Bien entendu tous ces chercheurs talentueux ne sont pas prêts à laisser leurs découvertes aux mains de dangereux individus aux projets exterminateurs. Craig Venter a d’ailleurs créé un groupe de réflexion sur ces questions éthiques qui a déjà publié un rapport sur « la gouvernance de la génomique synthétique » visant à contrôler les activités des laboratoires spécialisés dans ces recherches et dans leurs applications.
Le monde dans lequel nous vivons est porteur d’espoir et de craintes. C’est à nous, les hommes, les citoyens, de maintenir nos consciences en éveil pour éviter le chaos. Les enseignements de l’histoire nous ont appris que les découvertes scientifiques peuvent être tragiquement détournées à des fins destructrices ; le souvenir d’Hiroshima et de Nagasaki en atteste. Prudence et vigilance !

2 commentaires:

Julien BEOLETTO a dit…

Grande prouesse scientifique cette construction d'un chromosome bactérien.

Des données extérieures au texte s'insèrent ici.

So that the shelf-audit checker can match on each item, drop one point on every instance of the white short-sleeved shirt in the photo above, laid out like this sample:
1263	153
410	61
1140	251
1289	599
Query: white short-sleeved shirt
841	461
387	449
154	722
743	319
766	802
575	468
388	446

Par ailleurs, on savait déjà synthétiser des petits plasmides pour effectuer le clonage de fragments d'ADN notamment.

Bref cela donne de l'espoir aux étudiants qui font des sciences de la vie :) Et comme vous le dites : espoirs et méfiances !

RL a dit…

Merci Julien pour tous ces commentaires pertinents. Je te reconnait là : esprit critique, finesse d'analyse et réflexion.
Bravo ! J'espère te lire encore longtemps sur ce blog.